Trade tensions are unlikely to abate anytime soon, as China and the US were unable to come to an agreement at their latest talks. The US imposed tariffs on another USD16 billion of Chinese goods, to which China immediately retaliated. The US has threatened more, which China has said it would match as well. On the other hand, the US & Mexico have come to an agreement for NAFTA, and tensions between the US and Europe have abated – but China remains the big fish for the US. Ahead of the midterm elections, an amelioration with allies and a tough stance towards China is likely to play well with the electorate, which implies tensions will persist for now. In terms of consequences, they appear relatively muted in the US, less so in China, but it might still be too early to tell what sort of impact one can expect – inflationary (because of higher prices) or deflationary (because of slower growth) – and how big.
In positive European news, eight years and USD330 billion in loans later, Greece is finally done with its massive bailouts. Of course, work still remains, but Greece should see access to the markets restored.
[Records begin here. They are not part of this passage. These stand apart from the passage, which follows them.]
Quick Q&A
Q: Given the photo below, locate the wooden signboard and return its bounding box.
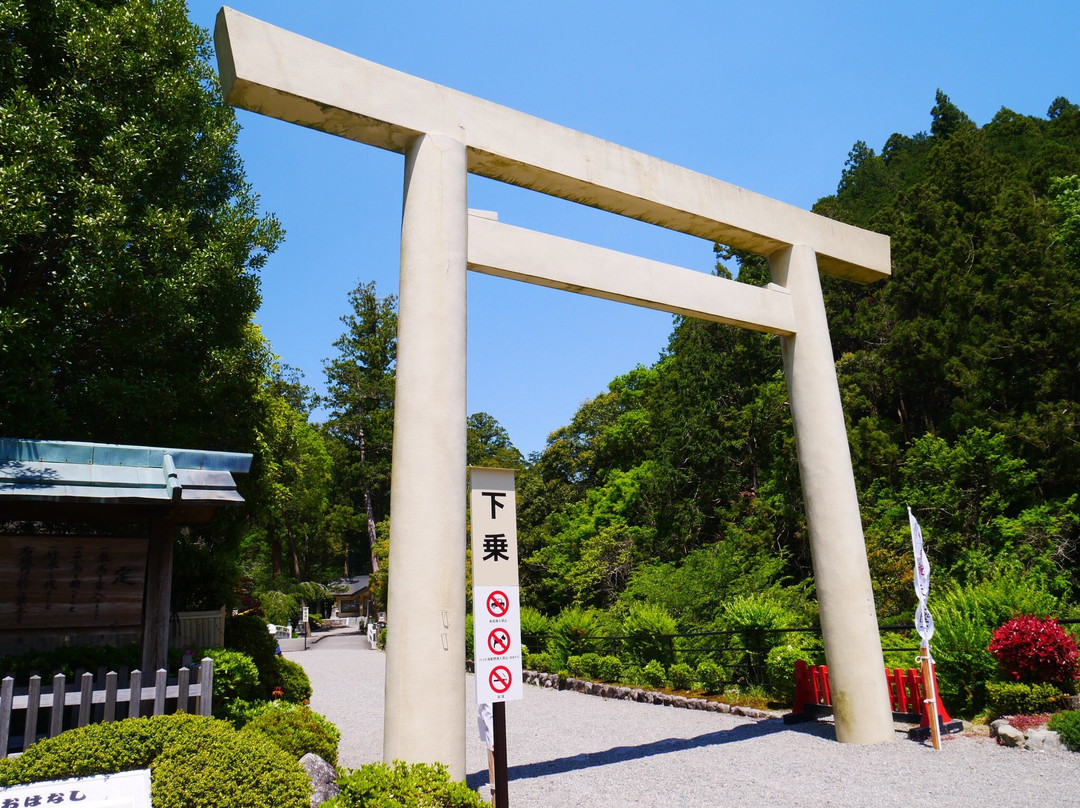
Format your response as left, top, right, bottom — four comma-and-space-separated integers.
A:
0, 536, 149, 634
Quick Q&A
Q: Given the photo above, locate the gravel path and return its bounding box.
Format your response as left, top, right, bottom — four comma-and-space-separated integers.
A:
286, 634, 1080, 808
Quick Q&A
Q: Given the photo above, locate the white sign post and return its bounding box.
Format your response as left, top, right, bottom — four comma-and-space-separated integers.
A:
0, 769, 151, 808
469, 468, 522, 704
469, 467, 522, 808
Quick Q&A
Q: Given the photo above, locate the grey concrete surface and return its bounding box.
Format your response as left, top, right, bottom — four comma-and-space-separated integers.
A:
285, 632, 1080, 808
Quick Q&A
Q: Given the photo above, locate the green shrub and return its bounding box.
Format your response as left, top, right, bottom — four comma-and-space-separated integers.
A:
622, 665, 645, 685
223, 615, 278, 699
522, 606, 551, 648
548, 606, 602, 668
202, 648, 262, 715
667, 662, 693, 690
1047, 710, 1080, 752
986, 682, 1062, 715
323, 760, 490, 808
931, 568, 1058, 716
244, 701, 341, 766
274, 657, 311, 704
217, 699, 271, 729
596, 656, 622, 682
697, 657, 725, 693
622, 603, 677, 665
525, 654, 555, 673
720, 593, 793, 685
566, 651, 600, 679
765, 645, 813, 704
642, 659, 667, 687
0, 713, 311, 808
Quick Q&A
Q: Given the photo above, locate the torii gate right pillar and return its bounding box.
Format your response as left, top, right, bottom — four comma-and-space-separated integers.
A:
769, 245, 893, 743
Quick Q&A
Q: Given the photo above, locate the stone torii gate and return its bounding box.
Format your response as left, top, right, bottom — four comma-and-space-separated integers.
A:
215, 9, 893, 779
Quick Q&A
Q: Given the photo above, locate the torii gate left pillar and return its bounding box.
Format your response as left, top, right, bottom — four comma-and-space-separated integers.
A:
382, 135, 469, 779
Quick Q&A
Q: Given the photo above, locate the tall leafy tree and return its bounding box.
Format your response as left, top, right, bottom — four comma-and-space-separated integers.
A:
0, 0, 281, 449
324, 282, 397, 571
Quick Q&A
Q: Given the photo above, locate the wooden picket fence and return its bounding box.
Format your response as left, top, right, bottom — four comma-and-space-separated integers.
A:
0, 657, 214, 757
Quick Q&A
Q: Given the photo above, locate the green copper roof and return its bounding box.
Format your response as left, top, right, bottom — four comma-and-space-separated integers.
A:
0, 437, 252, 504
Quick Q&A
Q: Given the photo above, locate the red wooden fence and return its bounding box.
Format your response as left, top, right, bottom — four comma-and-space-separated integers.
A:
784, 660, 963, 738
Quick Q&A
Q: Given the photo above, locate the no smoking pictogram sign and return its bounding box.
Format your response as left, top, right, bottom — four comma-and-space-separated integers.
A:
487, 627, 510, 654
487, 665, 514, 693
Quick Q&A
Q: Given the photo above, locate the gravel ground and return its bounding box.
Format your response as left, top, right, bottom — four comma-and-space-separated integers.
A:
286, 634, 1080, 808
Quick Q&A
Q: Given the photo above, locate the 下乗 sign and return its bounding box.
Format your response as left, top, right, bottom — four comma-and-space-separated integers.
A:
469, 468, 522, 704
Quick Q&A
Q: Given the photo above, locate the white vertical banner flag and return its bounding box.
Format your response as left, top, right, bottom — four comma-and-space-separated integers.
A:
907, 506, 934, 645
469, 467, 522, 704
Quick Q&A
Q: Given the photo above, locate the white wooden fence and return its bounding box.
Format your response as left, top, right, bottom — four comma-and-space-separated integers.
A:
0, 658, 214, 757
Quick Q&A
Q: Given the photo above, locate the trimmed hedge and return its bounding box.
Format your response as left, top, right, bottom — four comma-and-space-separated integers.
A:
244, 701, 341, 766
986, 682, 1062, 715
225, 615, 280, 699
274, 657, 311, 704
0, 713, 311, 808
202, 648, 260, 715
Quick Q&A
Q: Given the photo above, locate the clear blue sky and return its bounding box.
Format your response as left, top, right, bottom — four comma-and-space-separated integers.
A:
189, 0, 1080, 453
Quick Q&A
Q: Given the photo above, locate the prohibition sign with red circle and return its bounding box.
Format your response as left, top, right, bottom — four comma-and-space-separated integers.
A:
487, 665, 514, 693
487, 590, 510, 617
487, 627, 510, 654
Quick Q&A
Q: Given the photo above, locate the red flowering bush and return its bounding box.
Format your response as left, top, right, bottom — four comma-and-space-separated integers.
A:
988, 615, 1078, 692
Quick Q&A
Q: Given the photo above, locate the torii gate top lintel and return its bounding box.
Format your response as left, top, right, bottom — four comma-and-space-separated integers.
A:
214, 8, 890, 283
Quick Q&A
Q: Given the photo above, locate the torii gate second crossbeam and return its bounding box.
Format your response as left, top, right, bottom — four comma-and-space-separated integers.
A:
215, 9, 893, 779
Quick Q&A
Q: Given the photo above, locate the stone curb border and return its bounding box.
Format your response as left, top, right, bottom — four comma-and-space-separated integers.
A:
522, 671, 778, 721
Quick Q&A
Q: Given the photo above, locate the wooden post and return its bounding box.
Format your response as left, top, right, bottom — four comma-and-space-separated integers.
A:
0, 676, 15, 759
919, 643, 942, 751
140, 515, 174, 671
198, 657, 214, 715
491, 701, 510, 808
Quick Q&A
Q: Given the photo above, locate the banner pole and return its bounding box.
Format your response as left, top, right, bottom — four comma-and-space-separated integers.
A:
922, 643, 942, 752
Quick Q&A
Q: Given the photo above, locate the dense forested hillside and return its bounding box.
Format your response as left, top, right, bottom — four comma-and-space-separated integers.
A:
511, 93, 1080, 630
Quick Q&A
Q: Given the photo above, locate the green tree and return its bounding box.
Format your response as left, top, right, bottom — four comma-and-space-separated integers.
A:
324, 282, 397, 571
0, 0, 282, 450
465, 413, 525, 469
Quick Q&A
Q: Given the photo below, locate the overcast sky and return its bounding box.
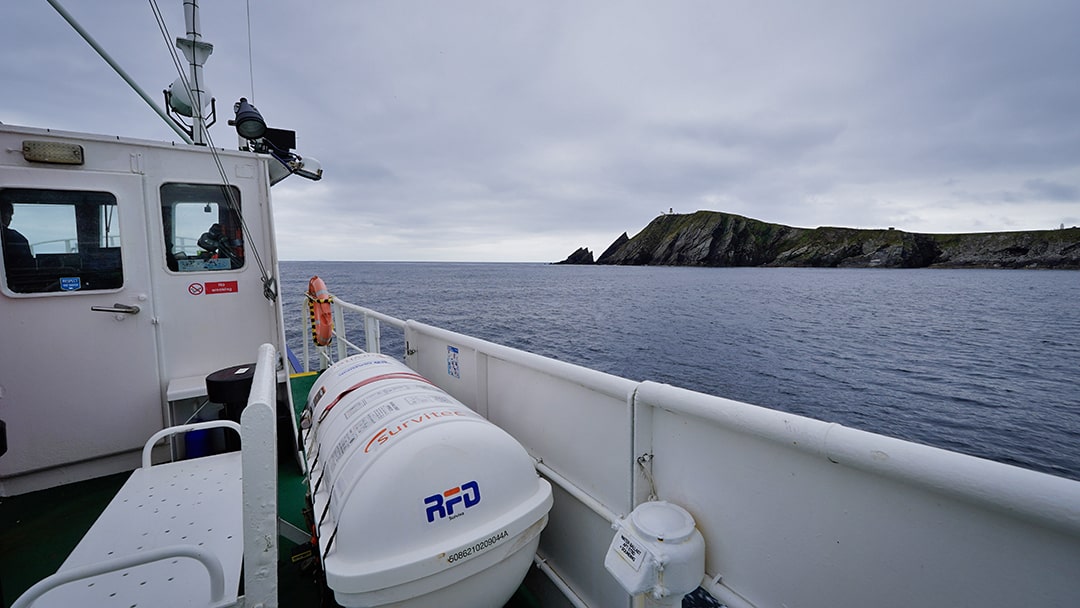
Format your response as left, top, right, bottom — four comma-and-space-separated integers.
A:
0, 0, 1080, 261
But, calm in the Eurozone is unlikely, as Italian budget negotiations get underway with risks that the likely shift from a primary surplus to a primary deficit scares markets. Indeed, there is significant uncertainty around the fiscal outlook, and a more confrontational relationship with the EU isn’t helpful.
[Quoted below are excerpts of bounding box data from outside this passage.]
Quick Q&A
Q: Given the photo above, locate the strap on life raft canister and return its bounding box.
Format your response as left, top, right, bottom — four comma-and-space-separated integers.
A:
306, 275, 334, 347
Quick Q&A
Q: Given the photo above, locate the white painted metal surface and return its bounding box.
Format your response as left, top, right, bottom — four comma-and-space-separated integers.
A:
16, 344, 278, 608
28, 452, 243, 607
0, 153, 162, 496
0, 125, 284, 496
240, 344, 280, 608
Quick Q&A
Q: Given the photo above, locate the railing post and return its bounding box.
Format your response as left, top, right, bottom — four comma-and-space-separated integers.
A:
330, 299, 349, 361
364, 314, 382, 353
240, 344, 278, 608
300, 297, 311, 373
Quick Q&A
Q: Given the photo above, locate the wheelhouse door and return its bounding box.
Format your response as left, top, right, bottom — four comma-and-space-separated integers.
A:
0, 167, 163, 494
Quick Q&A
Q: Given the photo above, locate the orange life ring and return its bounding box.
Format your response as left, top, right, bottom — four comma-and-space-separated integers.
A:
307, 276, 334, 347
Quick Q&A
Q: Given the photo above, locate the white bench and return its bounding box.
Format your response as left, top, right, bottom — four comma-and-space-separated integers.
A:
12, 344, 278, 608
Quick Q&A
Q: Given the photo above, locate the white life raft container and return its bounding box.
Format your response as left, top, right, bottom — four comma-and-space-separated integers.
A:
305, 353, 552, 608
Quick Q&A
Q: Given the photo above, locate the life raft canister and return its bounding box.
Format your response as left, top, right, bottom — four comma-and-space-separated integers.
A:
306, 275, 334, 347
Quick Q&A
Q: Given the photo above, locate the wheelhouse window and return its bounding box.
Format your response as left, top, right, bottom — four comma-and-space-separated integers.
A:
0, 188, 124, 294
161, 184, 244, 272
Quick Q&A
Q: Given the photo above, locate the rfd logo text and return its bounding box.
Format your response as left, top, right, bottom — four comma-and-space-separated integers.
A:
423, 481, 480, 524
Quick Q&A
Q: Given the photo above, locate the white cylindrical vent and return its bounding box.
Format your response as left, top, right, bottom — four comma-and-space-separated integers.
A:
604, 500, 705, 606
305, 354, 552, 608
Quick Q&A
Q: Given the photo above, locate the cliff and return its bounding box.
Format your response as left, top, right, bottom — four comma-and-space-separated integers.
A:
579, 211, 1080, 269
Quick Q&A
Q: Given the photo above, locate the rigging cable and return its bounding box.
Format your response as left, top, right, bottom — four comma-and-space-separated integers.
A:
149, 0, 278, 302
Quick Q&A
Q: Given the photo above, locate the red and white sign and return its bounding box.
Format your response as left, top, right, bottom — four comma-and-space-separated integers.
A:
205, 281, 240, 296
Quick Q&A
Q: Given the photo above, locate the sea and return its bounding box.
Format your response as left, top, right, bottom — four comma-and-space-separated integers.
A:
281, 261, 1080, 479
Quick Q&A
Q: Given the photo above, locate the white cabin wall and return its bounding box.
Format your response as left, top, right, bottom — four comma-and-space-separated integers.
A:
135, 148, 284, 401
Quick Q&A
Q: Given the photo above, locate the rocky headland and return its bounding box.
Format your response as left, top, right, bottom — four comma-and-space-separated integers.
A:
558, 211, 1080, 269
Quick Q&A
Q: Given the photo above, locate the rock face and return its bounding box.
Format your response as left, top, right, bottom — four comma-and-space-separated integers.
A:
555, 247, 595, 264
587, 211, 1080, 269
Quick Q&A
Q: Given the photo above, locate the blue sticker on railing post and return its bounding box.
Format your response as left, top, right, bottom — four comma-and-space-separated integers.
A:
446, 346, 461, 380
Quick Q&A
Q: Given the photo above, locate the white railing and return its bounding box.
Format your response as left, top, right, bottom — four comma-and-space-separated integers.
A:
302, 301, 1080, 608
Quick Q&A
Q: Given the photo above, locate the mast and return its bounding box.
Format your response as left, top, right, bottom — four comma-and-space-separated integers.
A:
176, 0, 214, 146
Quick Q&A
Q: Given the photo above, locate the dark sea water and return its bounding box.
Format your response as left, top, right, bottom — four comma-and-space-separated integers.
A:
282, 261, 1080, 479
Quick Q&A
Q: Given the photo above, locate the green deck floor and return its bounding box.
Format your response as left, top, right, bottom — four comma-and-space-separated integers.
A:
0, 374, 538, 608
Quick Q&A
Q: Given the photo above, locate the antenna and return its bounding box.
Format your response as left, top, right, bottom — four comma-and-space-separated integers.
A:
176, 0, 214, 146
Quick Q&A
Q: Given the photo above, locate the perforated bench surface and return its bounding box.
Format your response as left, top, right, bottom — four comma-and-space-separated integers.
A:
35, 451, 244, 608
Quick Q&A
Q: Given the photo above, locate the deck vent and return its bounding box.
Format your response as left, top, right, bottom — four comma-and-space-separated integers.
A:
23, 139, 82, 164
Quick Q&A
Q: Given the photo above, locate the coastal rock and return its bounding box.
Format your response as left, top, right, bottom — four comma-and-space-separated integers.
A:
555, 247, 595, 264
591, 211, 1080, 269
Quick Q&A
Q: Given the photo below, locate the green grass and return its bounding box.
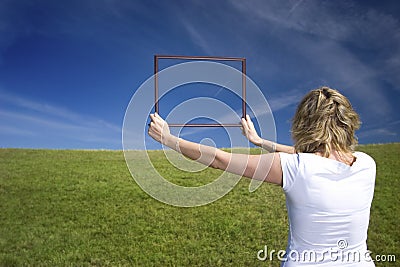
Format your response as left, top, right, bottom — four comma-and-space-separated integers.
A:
0, 144, 400, 266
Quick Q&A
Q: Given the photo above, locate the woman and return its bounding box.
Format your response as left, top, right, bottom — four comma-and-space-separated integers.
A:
149, 87, 376, 267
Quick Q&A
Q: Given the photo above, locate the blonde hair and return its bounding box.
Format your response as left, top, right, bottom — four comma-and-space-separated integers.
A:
291, 86, 361, 157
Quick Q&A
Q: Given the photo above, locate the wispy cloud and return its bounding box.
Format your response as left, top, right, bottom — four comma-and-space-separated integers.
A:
0, 91, 121, 148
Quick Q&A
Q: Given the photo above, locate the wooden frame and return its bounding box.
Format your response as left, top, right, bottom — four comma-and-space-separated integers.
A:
154, 55, 246, 127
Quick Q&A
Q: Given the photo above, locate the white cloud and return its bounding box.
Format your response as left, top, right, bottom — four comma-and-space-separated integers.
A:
0, 91, 121, 148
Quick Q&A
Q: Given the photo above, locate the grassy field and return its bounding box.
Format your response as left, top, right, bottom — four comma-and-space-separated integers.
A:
0, 146, 400, 266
The latest Fed minutes showed that policymakers are willing to raise rates again, so long as the U.S. economy remains healthy. The September hike is firmly priced in, and expectations for a December hike are above 60%. Beyond that, the outlook could become more uncertain, though the market expects 2 more hikes in 2019. Fed Chairman Jerome Powell also spoke in Jackson Hole, with his comments perceived as more dovish than anticipated, as he mentioned more attention to data and less on rules, implying the path of rate hikes isn’t set in stone.
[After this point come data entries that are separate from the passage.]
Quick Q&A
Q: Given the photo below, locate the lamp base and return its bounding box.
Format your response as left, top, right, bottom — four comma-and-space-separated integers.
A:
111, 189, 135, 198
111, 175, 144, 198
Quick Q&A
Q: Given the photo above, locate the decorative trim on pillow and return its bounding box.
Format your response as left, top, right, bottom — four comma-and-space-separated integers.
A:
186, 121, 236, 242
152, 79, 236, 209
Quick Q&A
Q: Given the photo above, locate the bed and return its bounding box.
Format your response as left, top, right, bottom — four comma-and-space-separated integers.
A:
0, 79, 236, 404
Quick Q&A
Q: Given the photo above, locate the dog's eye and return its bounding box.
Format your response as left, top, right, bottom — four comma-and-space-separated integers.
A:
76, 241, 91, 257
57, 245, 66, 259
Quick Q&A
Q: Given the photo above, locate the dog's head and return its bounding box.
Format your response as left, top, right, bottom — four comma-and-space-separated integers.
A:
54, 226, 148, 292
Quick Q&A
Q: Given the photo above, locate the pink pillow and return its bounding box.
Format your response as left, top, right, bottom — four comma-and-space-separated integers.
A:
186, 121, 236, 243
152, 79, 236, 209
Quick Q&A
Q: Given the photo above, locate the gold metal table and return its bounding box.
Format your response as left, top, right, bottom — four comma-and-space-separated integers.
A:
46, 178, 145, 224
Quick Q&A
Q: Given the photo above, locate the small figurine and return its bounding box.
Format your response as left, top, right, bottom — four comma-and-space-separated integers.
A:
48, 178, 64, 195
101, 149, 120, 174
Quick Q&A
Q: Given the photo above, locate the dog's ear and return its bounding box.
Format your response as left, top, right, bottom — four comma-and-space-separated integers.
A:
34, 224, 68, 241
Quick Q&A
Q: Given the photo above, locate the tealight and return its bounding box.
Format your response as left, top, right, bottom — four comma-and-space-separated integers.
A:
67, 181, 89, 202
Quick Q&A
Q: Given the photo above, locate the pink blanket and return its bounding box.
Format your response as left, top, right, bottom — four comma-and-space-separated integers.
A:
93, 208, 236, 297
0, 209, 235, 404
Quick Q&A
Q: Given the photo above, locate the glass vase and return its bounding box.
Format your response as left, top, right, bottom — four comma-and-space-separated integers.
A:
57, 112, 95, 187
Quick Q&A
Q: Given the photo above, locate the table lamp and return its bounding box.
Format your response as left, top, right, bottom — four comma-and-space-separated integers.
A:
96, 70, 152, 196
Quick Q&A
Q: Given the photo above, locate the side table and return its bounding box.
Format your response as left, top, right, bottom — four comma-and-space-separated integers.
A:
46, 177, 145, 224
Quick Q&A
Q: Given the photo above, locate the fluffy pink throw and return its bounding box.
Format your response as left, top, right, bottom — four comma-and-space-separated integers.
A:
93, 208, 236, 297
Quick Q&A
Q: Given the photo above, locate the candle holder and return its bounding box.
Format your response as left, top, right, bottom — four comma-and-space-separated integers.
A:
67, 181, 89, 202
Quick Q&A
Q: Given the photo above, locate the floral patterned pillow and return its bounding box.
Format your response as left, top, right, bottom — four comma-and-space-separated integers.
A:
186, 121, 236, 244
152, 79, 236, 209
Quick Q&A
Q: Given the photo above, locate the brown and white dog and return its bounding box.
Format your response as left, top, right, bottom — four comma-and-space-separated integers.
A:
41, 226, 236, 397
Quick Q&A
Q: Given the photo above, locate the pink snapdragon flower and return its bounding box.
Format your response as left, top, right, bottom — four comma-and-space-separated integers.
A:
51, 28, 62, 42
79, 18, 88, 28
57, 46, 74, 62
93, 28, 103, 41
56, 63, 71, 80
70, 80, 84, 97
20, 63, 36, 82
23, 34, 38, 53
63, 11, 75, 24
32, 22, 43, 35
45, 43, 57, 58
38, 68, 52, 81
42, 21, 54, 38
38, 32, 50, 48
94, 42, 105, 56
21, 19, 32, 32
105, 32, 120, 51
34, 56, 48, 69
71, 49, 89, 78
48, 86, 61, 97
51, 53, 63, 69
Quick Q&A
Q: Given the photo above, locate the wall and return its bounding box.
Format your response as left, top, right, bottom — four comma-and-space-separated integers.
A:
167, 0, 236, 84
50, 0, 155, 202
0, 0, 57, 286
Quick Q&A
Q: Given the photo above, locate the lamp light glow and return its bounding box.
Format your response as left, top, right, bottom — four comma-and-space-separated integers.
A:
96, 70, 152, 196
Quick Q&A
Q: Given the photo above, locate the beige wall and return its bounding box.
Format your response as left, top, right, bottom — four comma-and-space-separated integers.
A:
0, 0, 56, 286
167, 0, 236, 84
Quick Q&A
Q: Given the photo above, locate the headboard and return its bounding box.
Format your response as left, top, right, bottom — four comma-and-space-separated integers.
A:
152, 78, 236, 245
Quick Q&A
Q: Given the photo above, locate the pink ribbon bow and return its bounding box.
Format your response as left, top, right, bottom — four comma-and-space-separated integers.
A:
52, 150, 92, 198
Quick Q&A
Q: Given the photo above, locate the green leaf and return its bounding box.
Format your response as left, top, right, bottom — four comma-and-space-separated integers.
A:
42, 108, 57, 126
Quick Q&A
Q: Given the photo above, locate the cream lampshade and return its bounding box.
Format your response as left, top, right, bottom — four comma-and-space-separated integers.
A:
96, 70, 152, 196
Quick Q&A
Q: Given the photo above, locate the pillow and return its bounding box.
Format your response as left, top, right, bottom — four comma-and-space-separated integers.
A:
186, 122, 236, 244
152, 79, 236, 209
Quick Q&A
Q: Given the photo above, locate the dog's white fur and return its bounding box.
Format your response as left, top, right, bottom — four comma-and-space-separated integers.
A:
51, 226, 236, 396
The US dollar remains supported by stronger growth and interest rate differentials, a trend we expect to persist. The euro has retreated in recent months, and given a number of headwinds for the old continent, we do not expect a sharp rebound for now – it should stay around 1.15 to 1.20. Concern about EM currencies has grown in light of the Turkish Lira depreciation, but we see little risk of contagion, and see more risk in countries with idiosyncratic stories like Turkey, Argentina, Russia and Brazil. Nonetheless, with slower Chinese growth, a stronger USD and higher rates, caution is warranted as investor sentiment towards emerging markets could remain challenged.